Hunt, on the other hand, experienced most of his successes in the oilfields of Arkansas but lost most of his fortune during the Great Depression due to overproduction. His fields got oil depleted and the speculation of land drained his oil resources. Then, Hunt joined the Columbus Joiner’s venture, which had opened in the East Texas Oil Field. As a result, Hunt bought most of Joiner’s interest in Placid oil, eastern Texas, and his company. 

At the same time, he owned hundreds of wells as well. Soon he became well-established in Dallas and was termed as the richest man in the nation by 1948. Following his death, a scandal broke out involving Hunt in a hidden bigamous relationship with his second wife living in New York. 

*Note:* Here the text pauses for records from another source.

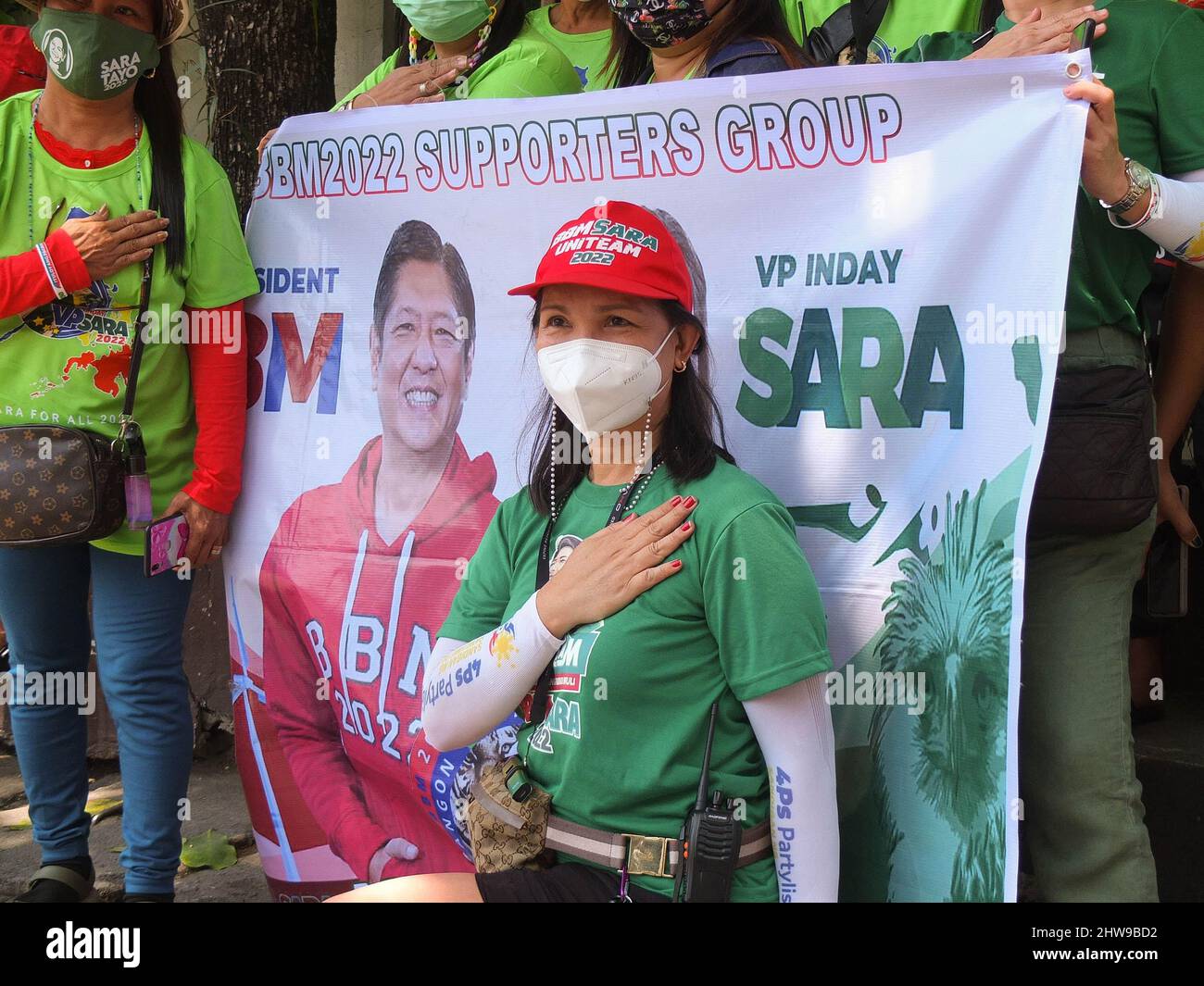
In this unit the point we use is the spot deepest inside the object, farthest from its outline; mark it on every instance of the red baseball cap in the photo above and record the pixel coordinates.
(621, 247)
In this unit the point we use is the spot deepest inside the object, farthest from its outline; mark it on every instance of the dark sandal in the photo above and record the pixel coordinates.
(58, 885)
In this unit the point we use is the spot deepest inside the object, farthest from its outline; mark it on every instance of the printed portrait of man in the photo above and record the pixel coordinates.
(361, 573)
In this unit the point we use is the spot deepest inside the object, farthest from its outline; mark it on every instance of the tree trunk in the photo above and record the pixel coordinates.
(265, 60)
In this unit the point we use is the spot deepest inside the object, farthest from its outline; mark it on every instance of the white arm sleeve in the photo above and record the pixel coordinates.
(470, 688)
(794, 728)
(1176, 219)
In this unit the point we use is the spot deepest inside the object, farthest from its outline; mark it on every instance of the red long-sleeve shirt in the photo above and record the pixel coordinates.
(218, 377)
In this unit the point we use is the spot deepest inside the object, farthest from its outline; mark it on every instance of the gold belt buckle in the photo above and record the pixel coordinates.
(646, 855)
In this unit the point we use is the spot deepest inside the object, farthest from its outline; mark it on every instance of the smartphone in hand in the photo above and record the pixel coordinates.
(167, 542)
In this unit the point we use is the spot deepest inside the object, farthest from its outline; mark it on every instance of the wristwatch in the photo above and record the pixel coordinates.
(1140, 180)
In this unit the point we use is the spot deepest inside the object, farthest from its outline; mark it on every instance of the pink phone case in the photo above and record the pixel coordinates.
(167, 543)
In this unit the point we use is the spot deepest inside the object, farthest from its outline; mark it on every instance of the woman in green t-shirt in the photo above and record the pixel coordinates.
(100, 195)
(639, 584)
(504, 60)
(699, 39)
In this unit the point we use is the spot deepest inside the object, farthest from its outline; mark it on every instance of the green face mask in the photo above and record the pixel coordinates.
(445, 19)
(94, 56)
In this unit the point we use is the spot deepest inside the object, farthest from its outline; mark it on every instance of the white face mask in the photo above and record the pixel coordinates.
(601, 385)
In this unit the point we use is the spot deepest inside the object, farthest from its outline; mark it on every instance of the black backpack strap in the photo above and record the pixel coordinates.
(867, 19)
(853, 24)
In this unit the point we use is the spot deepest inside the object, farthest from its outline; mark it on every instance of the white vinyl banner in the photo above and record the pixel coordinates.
(882, 255)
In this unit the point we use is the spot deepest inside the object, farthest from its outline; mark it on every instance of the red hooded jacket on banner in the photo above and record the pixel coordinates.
(348, 718)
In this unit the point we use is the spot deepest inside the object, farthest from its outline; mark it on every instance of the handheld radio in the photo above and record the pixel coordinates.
(710, 841)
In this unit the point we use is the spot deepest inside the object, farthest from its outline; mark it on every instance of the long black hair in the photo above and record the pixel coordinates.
(506, 28)
(689, 441)
(157, 101)
(761, 19)
(990, 13)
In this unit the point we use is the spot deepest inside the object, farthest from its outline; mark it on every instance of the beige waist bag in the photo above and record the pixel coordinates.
(506, 833)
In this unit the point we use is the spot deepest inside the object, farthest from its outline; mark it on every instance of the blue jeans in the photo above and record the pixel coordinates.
(139, 626)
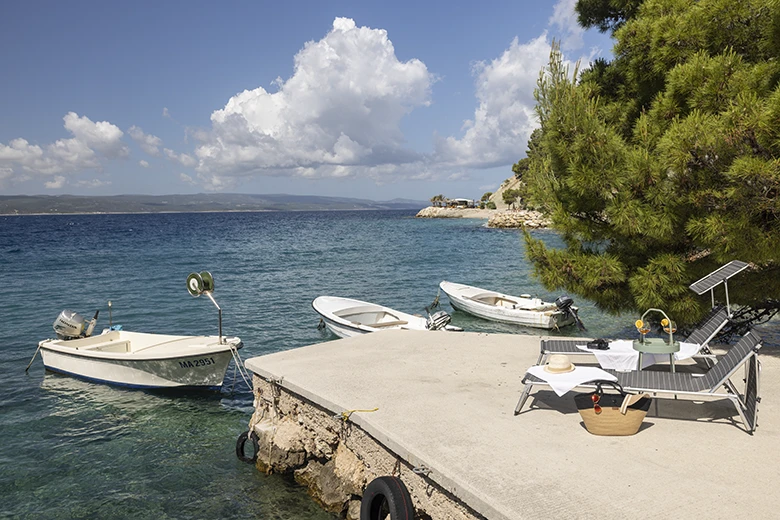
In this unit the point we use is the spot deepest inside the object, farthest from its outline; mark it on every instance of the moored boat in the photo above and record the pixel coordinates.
(521, 310)
(346, 317)
(137, 359)
(142, 360)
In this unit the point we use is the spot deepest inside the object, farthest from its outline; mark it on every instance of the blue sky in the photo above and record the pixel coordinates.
(356, 99)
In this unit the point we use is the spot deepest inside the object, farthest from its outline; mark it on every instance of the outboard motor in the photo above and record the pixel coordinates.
(70, 325)
(437, 321)
(566, 305)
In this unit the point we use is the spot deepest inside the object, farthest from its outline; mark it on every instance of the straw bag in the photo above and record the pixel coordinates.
(612, 414)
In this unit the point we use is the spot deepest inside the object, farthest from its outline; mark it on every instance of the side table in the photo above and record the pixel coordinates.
(656, 346)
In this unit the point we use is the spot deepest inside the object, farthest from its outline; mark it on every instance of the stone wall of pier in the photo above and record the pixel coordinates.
(335, 459)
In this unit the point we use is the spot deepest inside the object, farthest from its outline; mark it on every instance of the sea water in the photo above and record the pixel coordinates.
(72, 449)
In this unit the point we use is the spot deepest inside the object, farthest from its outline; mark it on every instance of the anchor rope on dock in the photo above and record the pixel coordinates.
(347, 413)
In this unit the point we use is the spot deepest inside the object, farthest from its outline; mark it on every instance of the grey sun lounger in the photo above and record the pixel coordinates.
(707, 329)
(714, 383)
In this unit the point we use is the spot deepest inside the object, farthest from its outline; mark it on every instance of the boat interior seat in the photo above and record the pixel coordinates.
(393, 323)
(109, 346)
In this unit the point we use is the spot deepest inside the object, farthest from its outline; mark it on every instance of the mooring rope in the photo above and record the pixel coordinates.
(346, 413)
(240, 366)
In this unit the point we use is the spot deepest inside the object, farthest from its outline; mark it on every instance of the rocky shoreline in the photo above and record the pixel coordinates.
(495, 218)
(334, 459)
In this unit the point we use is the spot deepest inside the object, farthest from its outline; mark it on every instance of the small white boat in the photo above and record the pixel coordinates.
(141, 360)
(521, 310)
(346, 317)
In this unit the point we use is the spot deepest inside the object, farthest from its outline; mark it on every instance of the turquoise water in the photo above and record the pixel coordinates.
(82, 450)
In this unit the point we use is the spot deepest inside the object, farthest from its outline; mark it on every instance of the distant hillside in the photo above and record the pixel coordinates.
(54, 204)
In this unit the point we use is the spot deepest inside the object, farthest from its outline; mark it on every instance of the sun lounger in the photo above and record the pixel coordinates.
(707, 329)
(714, 383)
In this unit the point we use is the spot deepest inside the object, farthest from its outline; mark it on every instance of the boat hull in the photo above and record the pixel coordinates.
(543, 319)
(346, 317)
(204, 367)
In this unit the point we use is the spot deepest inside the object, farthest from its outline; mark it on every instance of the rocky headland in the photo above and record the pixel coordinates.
(495, 218)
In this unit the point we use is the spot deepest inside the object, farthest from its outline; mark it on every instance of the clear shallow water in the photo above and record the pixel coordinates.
(81, 450)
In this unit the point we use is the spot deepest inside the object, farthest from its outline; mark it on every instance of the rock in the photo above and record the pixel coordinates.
(350, 470)
(281, 449)
(519, 218)
(353, 511)
(431, 212)
(324, 485)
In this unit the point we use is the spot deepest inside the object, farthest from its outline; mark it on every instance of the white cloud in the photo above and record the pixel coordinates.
(564, 18)
(187, 179)
(505, 117)
(183, 159)
(56, 183)
(93, 183)
(101, 136)
(149, 143)
(89, 143)
(337, 115)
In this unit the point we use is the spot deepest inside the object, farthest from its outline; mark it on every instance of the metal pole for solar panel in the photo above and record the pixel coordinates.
(726, 286)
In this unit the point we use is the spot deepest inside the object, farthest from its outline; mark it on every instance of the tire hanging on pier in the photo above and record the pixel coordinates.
(241, 442)
(385, 495)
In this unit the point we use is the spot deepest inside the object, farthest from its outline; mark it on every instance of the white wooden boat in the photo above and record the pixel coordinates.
(346, 317)
(521, 310)
(137, 359)
(142, 360)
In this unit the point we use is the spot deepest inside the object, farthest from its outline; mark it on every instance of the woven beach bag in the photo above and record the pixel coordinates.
(612, 414)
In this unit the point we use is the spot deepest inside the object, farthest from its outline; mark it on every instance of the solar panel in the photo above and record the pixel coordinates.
(718, 276)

Richardson was a cattle trader who joined the oil expedition by running an independent oil production business in Fort Worth in 1919. He soon expanded his business and became the owner of several cattle ranches, radio and television networks, and owned the Texas City Refining Company along with other businesses. Richardson was known as a very private individual who was also sometimes called the “bachelor billionaire”. 

Lastly, Murchison initiated his career by working at his father’s bank and soon became an oil lease trader. He joined hands with Richardson and expanded the reach of oil in northern Texas following San Antonio and finally the Dallas area. He created the Southern Union Gas Company and became an East Texas field developer. Murchison then worked his way into international oil and gas operations in Canada and Australia. 

Howard Hughes

Apart from these four icons, there were several others as well that became well-known later on. For instance, Howard Hughes who was a Houston business magnate invented a key drill-bit technology during the early days of the boom period. He had huge investments in the aviation and film industries as well. 

Glenn McCarthy was the man behind the pioneered wells around the Houston area. In 1932, he struck oil at Anahuac near the Galveston Bay. Over the next decade, he would make several other strikes and quickly become one of the richest men in Texas. His love for bourbon led him to create his own label the WildCatter bourbon. 

Final Word

Although Texas experienced rapid growth and development in just a few years, the excess production and discovery of oil led to the contamination of the environment as well. At the time, the conservational efforts saw little success since few regulations were controlling the industries. However, in the late 20th century, conservation efforts led to improving and even reversing some of the earlier damages to the ecosystem. As a result, Texas today continues to thrive but with strict regulations and laws overlooking it.